Croisements de bras: halte aux idées reçues!

En recrutement, on considère trop souvent ce signe de façon péjorative.

Un élément de mon article précédent a provoqué une réaction sur les réseaux sociaux : comment cela, croiser les bras n’exprime pas la fermeture ? Non, pas forcément ! Je vais tenter de montrer avec quelques vidéos l’idée reçue que nous sommes forcément dans une attitude fermée ou de rejet lors qu’il y a croisements de nos membres. Je dis en effet « membres » : nous allons voir aussi ce qu’il en est des croisements de jambes !

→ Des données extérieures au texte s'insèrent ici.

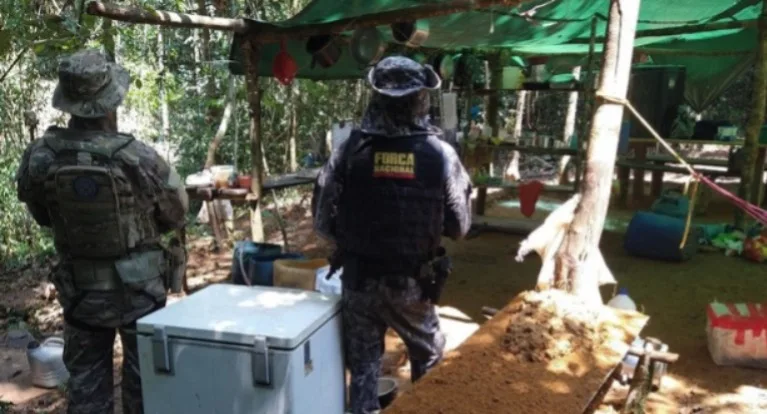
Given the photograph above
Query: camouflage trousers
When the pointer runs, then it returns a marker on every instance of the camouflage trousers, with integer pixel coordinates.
(367, 312)
(92, 321)
(88, 355)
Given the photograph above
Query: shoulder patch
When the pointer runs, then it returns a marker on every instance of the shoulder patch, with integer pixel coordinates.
(400, 165)
(40, 162)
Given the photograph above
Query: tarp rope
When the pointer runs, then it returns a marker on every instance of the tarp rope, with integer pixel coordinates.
(752, 210)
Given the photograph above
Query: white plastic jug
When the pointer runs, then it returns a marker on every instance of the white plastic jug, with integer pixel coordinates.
(46, 363)
(327, 286)
(622, 301)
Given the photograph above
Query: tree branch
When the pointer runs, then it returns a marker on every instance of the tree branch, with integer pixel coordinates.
(164, 18)
(269, 33)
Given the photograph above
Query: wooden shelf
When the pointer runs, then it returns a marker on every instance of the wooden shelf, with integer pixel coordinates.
(546, 188)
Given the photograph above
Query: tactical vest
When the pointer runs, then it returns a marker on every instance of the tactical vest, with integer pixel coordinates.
(92, 203)
(393, 198)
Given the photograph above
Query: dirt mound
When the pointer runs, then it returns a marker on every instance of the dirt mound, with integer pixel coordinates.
(548, 325)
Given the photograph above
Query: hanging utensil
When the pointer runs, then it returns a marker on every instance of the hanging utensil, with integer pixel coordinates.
(324, 50)
(367, 46)
(411, 34)
(444, 65)
(284, 67)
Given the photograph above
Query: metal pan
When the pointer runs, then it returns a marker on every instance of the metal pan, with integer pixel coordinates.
(412, 34)
(444, 65)
(324, 50)
(367, 46)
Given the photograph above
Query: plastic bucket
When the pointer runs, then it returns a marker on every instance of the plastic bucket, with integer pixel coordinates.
(297, 274)
(246, 254)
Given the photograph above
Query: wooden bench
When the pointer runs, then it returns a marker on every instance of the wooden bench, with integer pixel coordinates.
(658, 168)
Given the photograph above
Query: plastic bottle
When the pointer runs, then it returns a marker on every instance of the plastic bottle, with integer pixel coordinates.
(622, 301)
(46, 363)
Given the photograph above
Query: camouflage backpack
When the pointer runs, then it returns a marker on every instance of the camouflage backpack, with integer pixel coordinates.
(92, 202)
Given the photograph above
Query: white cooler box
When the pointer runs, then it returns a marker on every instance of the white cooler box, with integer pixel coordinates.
(237, 349)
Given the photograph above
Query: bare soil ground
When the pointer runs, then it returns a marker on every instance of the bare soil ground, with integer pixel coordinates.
(674, 295)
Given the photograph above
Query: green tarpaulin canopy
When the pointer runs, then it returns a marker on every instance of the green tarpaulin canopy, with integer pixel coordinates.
(557, 28)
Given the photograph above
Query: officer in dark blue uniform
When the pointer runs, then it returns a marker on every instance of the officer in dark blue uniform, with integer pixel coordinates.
(386, 197)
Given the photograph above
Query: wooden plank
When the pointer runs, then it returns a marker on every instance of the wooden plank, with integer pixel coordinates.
(692, 142)
(566, 385)
(667, 168)
(537, 150)
(515, 186)
(165, 18)
(519, 227)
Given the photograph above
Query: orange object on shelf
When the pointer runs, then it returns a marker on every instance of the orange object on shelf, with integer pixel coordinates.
(244, 181)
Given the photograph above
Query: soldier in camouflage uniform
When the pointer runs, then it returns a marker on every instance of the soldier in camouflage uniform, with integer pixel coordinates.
(108, 199)
(385, 198)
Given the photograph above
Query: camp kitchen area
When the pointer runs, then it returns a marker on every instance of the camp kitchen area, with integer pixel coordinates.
(652, 319)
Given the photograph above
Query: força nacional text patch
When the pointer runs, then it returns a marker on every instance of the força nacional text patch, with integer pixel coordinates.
(394, 165)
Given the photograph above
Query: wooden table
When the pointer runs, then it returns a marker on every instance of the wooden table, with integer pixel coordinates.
(278, 182)
(642, 162)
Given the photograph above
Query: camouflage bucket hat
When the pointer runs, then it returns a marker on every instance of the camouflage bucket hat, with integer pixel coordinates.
(397, 76)
(89, 85)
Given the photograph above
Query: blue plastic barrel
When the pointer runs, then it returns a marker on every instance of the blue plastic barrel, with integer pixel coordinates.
(655, 236)
(246, 253)
(261, 268)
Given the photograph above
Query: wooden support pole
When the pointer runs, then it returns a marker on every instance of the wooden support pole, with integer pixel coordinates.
(585, 231)
(569, 130)
(251, 52)
(165, 18)
(755, 122)
(588, 102)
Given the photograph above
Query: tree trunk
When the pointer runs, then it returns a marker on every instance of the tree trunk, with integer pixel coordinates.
(251, 53)
(210, 85)
(108, 39)
(512, 170)
(293, 127)
(755, 121)
(223, 126)
(197, 60)
(572, 112)
(164, 112)
(583, 236)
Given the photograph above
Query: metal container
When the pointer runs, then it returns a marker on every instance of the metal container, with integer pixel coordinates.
(367, 46)
(444, 65)
(411, 34)
(324, 50)
(243, 350)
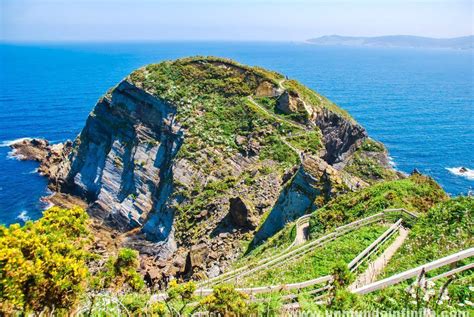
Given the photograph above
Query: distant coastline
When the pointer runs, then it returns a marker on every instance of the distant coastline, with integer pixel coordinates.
(405, 41)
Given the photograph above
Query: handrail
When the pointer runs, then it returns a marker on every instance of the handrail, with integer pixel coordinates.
(264, 263)
(286, 253)
(223, 275)
(374, 245)
(400, 277)
(452, 272)
(300, 251)
(304, 284)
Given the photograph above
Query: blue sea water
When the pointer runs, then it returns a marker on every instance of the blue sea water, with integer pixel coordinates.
(420, 103)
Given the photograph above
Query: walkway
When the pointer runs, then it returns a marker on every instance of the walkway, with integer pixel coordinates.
(376, 267)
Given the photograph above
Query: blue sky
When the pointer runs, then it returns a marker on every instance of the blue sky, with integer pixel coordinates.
(120, 20)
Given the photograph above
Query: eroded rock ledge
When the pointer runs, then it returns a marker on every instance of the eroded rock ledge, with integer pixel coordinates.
(179, 163)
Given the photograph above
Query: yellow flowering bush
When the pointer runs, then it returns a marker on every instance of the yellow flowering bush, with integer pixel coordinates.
(43, 263)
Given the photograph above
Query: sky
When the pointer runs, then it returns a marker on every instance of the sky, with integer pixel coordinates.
(277, 20)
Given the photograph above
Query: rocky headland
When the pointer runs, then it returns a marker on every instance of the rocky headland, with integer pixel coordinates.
(189, 161)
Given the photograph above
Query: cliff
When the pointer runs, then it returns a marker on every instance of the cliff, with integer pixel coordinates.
(188, 159)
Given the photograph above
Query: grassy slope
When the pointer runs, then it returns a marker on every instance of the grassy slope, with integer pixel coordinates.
(445, 229)
(319, 262)
(365, 163)
(417, 193)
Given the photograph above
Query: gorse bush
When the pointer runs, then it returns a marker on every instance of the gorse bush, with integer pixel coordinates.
(226, 301)
(43, 263)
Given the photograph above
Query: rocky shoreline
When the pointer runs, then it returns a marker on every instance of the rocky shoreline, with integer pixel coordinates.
(152, 179)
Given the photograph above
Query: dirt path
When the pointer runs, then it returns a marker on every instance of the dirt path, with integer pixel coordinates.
(377, 266)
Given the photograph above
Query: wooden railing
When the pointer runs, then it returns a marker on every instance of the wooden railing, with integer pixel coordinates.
(305, 284)
(400, 277)
(303, 249)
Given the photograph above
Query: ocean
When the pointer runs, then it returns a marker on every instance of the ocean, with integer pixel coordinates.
(419, 103)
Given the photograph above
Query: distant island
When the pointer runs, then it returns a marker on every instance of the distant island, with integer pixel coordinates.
(462, 43)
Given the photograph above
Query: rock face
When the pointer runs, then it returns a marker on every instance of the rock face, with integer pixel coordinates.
(242, 213)
(184, 158)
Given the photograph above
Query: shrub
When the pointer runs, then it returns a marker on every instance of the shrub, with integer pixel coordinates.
(119, 272)
(179, 298)
(43, 263)
(226, 301)
(417, 193)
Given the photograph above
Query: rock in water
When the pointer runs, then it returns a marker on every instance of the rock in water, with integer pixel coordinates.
(187, 156)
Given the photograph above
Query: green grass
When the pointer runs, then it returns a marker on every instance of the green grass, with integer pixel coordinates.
(446, 229)
(416, 193)
(310, 141)
(366, 165)
(314, 99)
(318, 262)
(274, 245)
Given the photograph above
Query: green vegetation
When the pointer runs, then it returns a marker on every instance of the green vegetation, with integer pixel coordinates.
(447, 228)
(273, 245)
(313, 98)
(43, 263)
(370, 145)
(319, 262)
(416, 193)
(119, 273)
(365, 163)
(309, 141)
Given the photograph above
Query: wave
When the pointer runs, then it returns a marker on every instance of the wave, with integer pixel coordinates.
(8, 143)
(462, 171)
(23, 216)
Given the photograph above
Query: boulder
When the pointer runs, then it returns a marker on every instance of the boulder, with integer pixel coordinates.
(242, 213)
(198, 255)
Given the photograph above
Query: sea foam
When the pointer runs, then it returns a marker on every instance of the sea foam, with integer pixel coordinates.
(8, 143)
(469, 173)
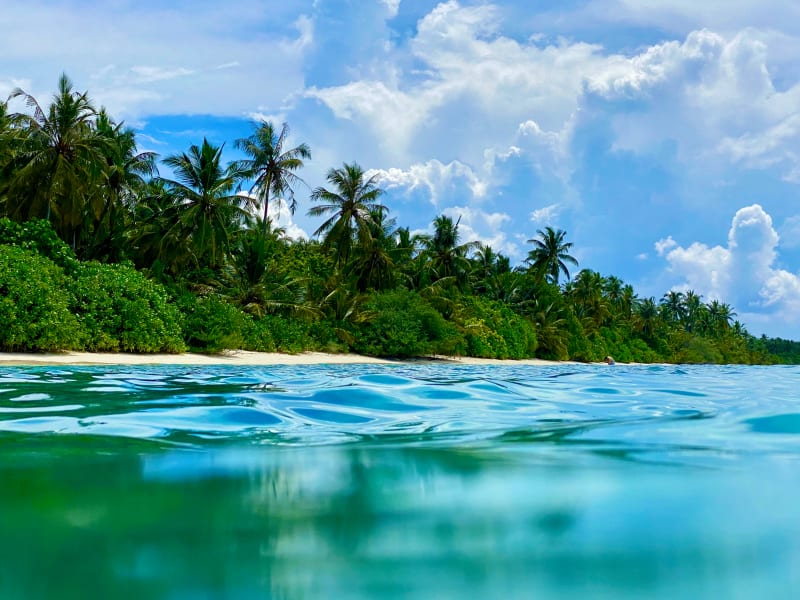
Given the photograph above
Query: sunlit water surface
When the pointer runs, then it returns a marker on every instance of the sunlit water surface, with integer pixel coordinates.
(406, 481)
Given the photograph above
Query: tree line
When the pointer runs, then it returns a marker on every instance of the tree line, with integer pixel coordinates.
(133, 260)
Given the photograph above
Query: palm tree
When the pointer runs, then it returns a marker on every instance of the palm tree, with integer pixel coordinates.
(271, 167)
(647, 318)
(58, 162)
(446, 257)
(720, 316)
(590, 303)
(156, 242)
(350, 207)
(672, 306)
(209, 210)
(125, 176)
(550, 254)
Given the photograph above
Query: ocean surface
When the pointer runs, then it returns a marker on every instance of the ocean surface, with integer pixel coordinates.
(400, 481)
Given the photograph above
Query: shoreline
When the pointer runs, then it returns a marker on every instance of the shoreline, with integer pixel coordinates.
(241, 358)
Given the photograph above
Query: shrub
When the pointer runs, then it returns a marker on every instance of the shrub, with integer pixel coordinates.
(122, 310)
(212, 325)
(38, 236)
(34, 308)
(400, 323)
(492, 330)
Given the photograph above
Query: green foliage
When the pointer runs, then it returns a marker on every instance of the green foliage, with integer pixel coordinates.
(400, 324)
(212, 325)
(288, 334)
(492, 330)
(40, 237)
(121, 310)
(34, 310)
(688, 348)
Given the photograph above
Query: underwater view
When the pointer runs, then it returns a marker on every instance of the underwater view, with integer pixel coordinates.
(417, 480)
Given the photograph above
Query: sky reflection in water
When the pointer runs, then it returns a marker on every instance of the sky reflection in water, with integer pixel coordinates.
(399, 481)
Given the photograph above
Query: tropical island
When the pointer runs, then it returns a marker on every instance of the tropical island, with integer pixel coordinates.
(99, 252)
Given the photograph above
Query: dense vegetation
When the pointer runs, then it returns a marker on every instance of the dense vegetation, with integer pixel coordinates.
(100, 252)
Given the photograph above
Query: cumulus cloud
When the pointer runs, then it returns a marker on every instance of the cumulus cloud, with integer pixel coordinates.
(472, 85)
(546, 215)
(173, 61)
(742, 273)
(280, 216)
(475, 225)
(435, 178)
(712, 94)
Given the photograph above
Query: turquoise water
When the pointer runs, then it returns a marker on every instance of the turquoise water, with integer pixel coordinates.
(407, 481)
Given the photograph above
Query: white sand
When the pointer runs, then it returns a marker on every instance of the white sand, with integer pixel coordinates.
(239, 357)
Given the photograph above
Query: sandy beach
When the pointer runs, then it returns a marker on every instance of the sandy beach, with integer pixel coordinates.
(239, 357)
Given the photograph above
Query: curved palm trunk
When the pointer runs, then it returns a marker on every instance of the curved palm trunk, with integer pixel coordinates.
(266, 207)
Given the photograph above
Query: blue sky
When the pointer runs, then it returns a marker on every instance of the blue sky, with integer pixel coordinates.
(663, 136)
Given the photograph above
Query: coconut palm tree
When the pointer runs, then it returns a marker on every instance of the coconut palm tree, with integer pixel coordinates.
(209, 209)
(350, 207)
(373, 264)
(672, 306)
(59, 161)
(446, 257)
(270, 165)
(550, 255)
(125, 177)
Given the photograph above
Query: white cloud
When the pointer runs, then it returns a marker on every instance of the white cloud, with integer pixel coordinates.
(546, 215)
(790, 232)
(435, 178)
(662, 246)
(281, 216)
(474, 86)
(712, 94)
(486, 228)
(392, 7)
(744, 272)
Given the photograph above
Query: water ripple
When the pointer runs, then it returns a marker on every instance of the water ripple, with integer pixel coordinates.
(634, 410)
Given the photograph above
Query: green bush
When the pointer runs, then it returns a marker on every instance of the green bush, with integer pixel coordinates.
(38, 236)
(400, 323)
(688, 348)
(210, 324)
(34, 304)
(492, 330)
(122, 310)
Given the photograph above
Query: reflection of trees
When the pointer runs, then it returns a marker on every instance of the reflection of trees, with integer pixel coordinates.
(117, 519)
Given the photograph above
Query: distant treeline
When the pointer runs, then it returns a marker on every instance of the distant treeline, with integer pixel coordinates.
(100, 252)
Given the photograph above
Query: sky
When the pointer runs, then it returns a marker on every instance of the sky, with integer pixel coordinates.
(662, 135)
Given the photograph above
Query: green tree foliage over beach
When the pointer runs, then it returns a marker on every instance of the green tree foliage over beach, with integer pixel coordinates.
(98, 251)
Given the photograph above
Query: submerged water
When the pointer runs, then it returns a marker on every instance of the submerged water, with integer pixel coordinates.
(408, 481)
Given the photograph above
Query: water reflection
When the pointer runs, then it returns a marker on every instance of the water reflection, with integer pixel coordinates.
(99, 519)
(406, 482)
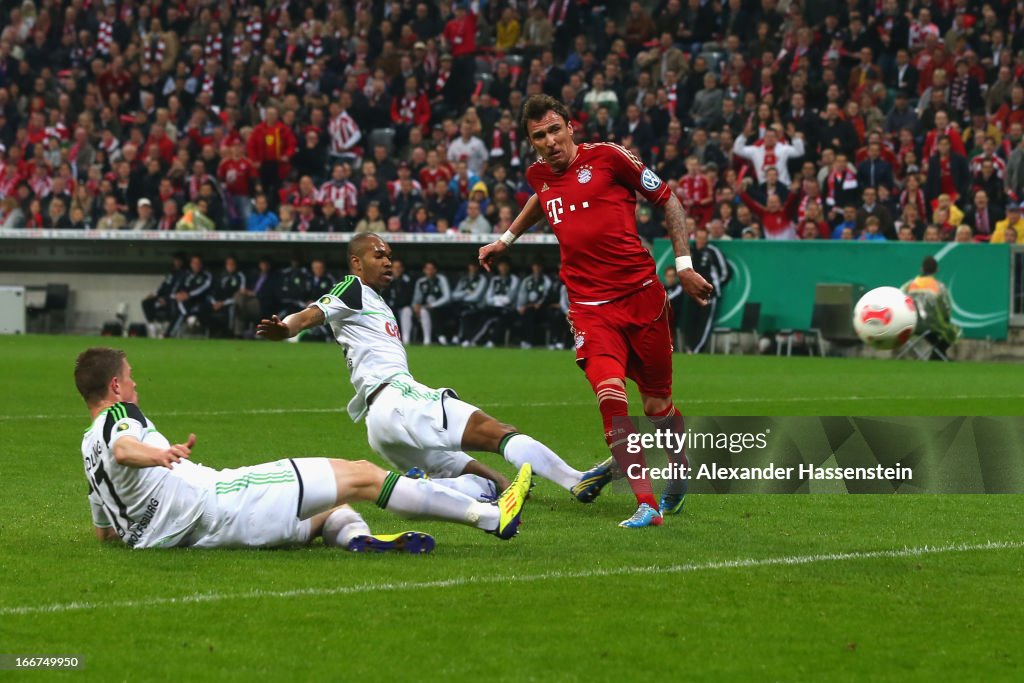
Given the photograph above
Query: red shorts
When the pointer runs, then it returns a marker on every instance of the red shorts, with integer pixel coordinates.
(634, 333)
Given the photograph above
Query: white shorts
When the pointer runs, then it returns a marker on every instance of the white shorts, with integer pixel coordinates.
(412, 425)
(265, 506)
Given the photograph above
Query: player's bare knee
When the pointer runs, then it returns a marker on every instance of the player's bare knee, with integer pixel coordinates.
(357, 478)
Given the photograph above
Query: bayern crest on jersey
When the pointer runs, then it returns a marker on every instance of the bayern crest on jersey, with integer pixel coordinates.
(649, 180)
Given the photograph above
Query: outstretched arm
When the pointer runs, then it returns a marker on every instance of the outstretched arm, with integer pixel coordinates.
(530, 215)
(275, 329)
(675, 220)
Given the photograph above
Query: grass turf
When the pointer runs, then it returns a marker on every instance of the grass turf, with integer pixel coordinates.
(561, 602)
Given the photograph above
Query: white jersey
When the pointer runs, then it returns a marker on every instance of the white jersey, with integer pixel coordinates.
(148, 507)
(368, 332)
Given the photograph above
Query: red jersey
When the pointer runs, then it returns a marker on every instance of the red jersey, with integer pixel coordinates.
(591, 207)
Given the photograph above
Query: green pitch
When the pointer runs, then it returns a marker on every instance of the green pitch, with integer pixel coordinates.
(808, 588)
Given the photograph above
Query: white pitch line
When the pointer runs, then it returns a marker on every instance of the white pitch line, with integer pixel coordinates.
(555, 403)
(744, 563)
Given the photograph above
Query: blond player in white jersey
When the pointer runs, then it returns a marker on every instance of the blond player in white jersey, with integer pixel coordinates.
(411, 425)
(145, 492)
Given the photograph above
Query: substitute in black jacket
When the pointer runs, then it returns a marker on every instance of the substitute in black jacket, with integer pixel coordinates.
(221, 300)
(535, 291)
(499, 309)
(398, 297)
(321, 282)
(431, 297)
(294, 293)
(159, 306)
(192, 297)
(468, 300)
(711, 263)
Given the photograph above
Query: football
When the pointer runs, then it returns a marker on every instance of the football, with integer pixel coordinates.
(885, 317)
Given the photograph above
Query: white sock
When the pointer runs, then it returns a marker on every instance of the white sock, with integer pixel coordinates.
(425, 500)
(473, 485)
(342, 525)
(520, 449)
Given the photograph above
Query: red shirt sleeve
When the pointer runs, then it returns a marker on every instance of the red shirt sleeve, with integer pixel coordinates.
(631, 172)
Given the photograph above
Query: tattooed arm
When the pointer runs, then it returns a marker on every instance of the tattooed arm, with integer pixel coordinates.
(675, 220)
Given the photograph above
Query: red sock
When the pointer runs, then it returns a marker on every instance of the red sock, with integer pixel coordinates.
(614, 412)
(672, 420)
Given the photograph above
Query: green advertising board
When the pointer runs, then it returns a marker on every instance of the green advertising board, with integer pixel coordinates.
(782, 275)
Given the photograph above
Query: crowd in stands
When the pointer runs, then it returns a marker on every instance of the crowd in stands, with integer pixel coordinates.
(472, 308)
(771, 119)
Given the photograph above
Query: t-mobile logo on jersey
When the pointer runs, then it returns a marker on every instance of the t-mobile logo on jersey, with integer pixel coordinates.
(555, 209)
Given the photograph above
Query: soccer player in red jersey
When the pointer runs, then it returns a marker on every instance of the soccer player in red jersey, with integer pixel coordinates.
(619, 309)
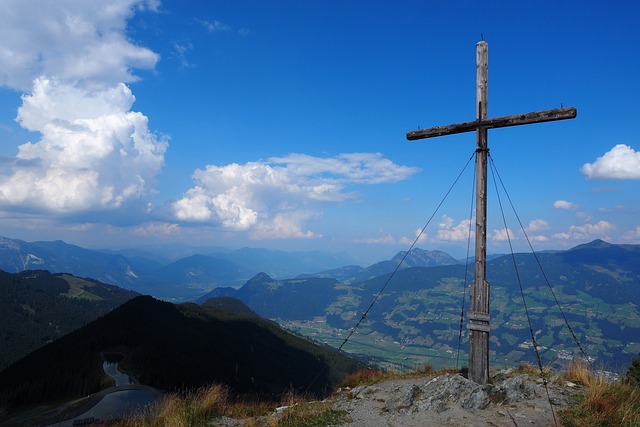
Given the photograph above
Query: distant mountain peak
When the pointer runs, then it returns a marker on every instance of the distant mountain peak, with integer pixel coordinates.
(424, 258)
(595, 244)
(260, 277)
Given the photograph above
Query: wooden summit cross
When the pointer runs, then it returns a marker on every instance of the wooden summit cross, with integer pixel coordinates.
(479, 294)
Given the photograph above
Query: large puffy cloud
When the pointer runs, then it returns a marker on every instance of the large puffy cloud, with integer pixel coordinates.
(275, 198)
(73, 59)
(587, 231)
(621, 162)
(447, 231)
(94, 151)
(73, 40)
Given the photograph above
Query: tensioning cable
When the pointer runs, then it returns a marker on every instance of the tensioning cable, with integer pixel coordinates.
(524, 302)
(386, 283)
(466, 270)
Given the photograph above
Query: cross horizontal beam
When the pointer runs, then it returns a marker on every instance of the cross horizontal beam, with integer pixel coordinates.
(498, 122)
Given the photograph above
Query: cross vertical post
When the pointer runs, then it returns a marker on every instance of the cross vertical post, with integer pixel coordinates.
(478, 315)
(479, 294)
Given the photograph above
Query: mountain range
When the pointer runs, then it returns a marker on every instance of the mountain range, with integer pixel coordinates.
(584, 298)
(581, 302)
(171, 273)
(175, 348)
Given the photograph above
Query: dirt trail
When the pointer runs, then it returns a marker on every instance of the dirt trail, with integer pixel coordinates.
(450, 400)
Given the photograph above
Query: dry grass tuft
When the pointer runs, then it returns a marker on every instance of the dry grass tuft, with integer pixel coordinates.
(605, 403)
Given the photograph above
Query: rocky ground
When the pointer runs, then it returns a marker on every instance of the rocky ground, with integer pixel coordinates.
(452, 400)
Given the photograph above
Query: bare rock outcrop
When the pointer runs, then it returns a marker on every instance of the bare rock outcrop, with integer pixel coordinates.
(450, 399)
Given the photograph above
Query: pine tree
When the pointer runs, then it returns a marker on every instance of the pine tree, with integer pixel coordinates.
(633, 374)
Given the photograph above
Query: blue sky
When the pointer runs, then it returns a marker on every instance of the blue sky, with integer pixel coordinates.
(282, 124)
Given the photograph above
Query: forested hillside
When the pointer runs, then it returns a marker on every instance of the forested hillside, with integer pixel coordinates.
(173, 348)
(37, 307)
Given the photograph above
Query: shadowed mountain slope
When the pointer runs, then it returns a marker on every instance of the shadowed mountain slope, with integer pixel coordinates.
(37, 307)
(172, 348)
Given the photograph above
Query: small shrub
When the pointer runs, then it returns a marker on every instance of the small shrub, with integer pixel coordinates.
(633, 373)
(364, 377)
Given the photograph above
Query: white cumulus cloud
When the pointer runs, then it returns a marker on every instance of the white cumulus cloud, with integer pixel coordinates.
(447, 231)
(587, 231)
(565, 205)
(621, 162)
(275, 198)
(72, 59)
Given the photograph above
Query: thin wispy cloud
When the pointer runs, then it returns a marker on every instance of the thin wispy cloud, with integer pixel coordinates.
(277, 197)
(565, 205)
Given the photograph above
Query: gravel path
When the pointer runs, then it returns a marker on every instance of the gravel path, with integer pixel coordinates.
(451, 400)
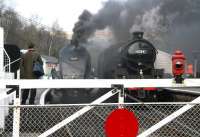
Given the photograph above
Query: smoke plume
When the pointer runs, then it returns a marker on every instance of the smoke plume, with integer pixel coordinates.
(168, 24)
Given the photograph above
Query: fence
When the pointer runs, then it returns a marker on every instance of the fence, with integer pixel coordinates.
(34, 120)
(7, 62)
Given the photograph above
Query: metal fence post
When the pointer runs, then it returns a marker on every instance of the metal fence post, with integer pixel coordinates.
(16, 109)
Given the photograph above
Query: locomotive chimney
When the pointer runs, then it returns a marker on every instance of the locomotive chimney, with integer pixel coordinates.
(138, 35)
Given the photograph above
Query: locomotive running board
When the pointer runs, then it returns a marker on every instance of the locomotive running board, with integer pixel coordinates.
(99, 83)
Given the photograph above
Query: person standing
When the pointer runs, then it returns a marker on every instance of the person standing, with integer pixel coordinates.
(26, 71)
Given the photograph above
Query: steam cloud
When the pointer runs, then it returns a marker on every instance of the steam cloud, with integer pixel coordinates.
(168, 24)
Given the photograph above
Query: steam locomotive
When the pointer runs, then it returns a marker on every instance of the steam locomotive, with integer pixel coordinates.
(132, 60)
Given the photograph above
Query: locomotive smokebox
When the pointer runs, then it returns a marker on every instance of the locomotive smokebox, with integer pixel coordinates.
(138, 35)
(178, 66)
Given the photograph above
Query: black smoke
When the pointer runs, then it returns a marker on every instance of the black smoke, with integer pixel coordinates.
(169, 24)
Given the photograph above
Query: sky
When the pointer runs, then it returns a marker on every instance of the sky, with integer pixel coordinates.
(65, 12)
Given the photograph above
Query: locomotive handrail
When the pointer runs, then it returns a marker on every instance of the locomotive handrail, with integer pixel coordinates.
(99, 83)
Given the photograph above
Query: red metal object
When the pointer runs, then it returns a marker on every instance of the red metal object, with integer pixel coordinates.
(190, 69)
(121, 123)
(178, 63)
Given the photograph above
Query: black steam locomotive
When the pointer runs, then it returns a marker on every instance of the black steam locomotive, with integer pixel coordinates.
(131, 60)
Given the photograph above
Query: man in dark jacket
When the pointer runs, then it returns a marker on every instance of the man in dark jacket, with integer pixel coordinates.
(26, 71)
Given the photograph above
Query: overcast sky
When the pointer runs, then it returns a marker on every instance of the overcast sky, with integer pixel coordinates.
(65, 12)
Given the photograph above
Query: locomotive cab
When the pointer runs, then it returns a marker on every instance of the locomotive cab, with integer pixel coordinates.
(139, 56)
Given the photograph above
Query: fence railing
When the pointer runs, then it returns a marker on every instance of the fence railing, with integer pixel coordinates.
(6, 61)
(34, 120)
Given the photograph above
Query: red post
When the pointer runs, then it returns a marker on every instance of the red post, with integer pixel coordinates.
(178, 66)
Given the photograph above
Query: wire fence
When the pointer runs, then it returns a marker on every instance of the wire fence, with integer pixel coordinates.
(34, 120)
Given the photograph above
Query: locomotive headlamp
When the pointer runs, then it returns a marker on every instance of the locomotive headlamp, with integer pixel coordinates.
(178, 66)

Tout d’abord, il faut bien faire la distinction entre croisements de jambes et croisements de bras. Cela peut prêter à sourire, mais ce n’est pas le même schéma qui fonctionne (outre la différence des membres inférieurs par rapport aux membres supérieurs). Un exemple concret : croisez vos jambes. Puis, tentez de croiser vos jambes dans l’autre sens. Facile, non ?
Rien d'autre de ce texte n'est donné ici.